Two Nights Ago at Vic's
From Sokushinbutsu
I always sleep with a window cracked. I like the fresh air.
If I'm well, I enjoy the sensation of cold on my skin when I get into bed. I wrap the comforter around me and curl up and become warm and then drift off to sleep.
I could hear people outside my house in the dry grass of the back yard. I think they were trying to be quiet. They weren't talking to each other.
I got up and turned on a light and went to the back door. There were four uniformed police men out in the yard.
I turned on the outside light over the door and they all kinda broke out of their stalking and stood up.
I opened the back door.
I said, "Are you guys here to carry out a warrant?"
One of ‘em said, yes. Another one was on the radio calling off the goons headed to my front door with a big metal door banger.
They brought it in when I opened the front door for them a minute later.
I said, "If you guys come in I can get some shoes on for the ride downtown. Let's do this civilized. I'll come with yous, I just gotta put some shoes on. You all can come on in."
I held the front door open for them and they filed past me quietly. They were deflated.
Before I was taken away there were two guys in the front room with their battering ram reading magazines on the couches and four guys in the kitchen with me while I put on a pair of black sneakers.
Two of them were going through the cupboards, opening jars and boxes and looking inside. The other two were just watching me put on my shoes.
This is out of order, but I have to say, about discovering cocaine in a period of your life wherein you have the time, money and energy to enjoy cocaine on a regular basis. I respectfully suggest against it. It ain't gonna kill you, but it helps.
When I traded, it was uncommon, but certainly conceivable that the police would show up. Someone with whom you were competing for clientele or some passing controlling interest would send in the dogs. A partner would be arrested, or agents would raid or shut down your office or a building inspection would make part of your infrastructure inoperable.

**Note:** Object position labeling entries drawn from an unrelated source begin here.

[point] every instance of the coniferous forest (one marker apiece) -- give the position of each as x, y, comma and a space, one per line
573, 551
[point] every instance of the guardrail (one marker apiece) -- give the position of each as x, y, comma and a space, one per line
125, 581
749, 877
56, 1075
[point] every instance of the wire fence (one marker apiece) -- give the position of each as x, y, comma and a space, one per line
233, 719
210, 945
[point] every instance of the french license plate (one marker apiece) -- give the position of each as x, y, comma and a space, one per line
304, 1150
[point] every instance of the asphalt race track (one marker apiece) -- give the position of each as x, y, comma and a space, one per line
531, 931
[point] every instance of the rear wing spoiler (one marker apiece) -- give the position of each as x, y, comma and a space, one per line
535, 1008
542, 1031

It's like inter-office hazing.
Futures trading is volatile. People change investment strategies and change brokers. It's all the same pool of money and the brokers are circling it and swimming through it like sharks through a shoal of jack tuna. If another shark wants the food in your mouth, anything can happen.
Dirty tricks are normal. It's money.
This arresting force waiting for me to get shoed up had a gamer swatting feel to it.
I wasn’t dragging my feet, but the sheer amount of attention being paid me made time telescope. The seconds it took for me to put on and tie my second black sneaker felt almost eternal.
As I walked out to a squad car that had been parked, lights flashing since I had let the officers into my house, I noticed the windows in all my neighbors’ homes lit. The four houses across Bjaysville Lane from mine were awake and curious.
There were human shapes in those windows. This was going to take some explaining.
They didn't cuff me.
A thing to note is that I realize I can be an unpleasant piece of shit to be around.
There are situations when you try your best to be a good guy. When there’s a bunch of guys with guns around, you try your best. Even if it’s cops.
When you’re meeting someone you don’t know, you try your best to seem like a genuinely nice guy. There are things about everyone that no one should know and a way to avoid them becoming an issue is to just be nice.
You don’t have to be a nice person to know how to be nice. There are people who don't know how. I may have been raised by people who don’t. The point is, even the fakest cordiality is a better play than daggers. If you have relationships to maintain or situations to navigate, cordiality rules.
Down at the station, I kindly answered all of the questions that were asked of me. The answer to most of them was legitimately, “I don’t know.” which didn’t play so well.
The truth hurts if you walk in with a plan and no facts. I didn't mention this to the officers, but it seemed apparent enough.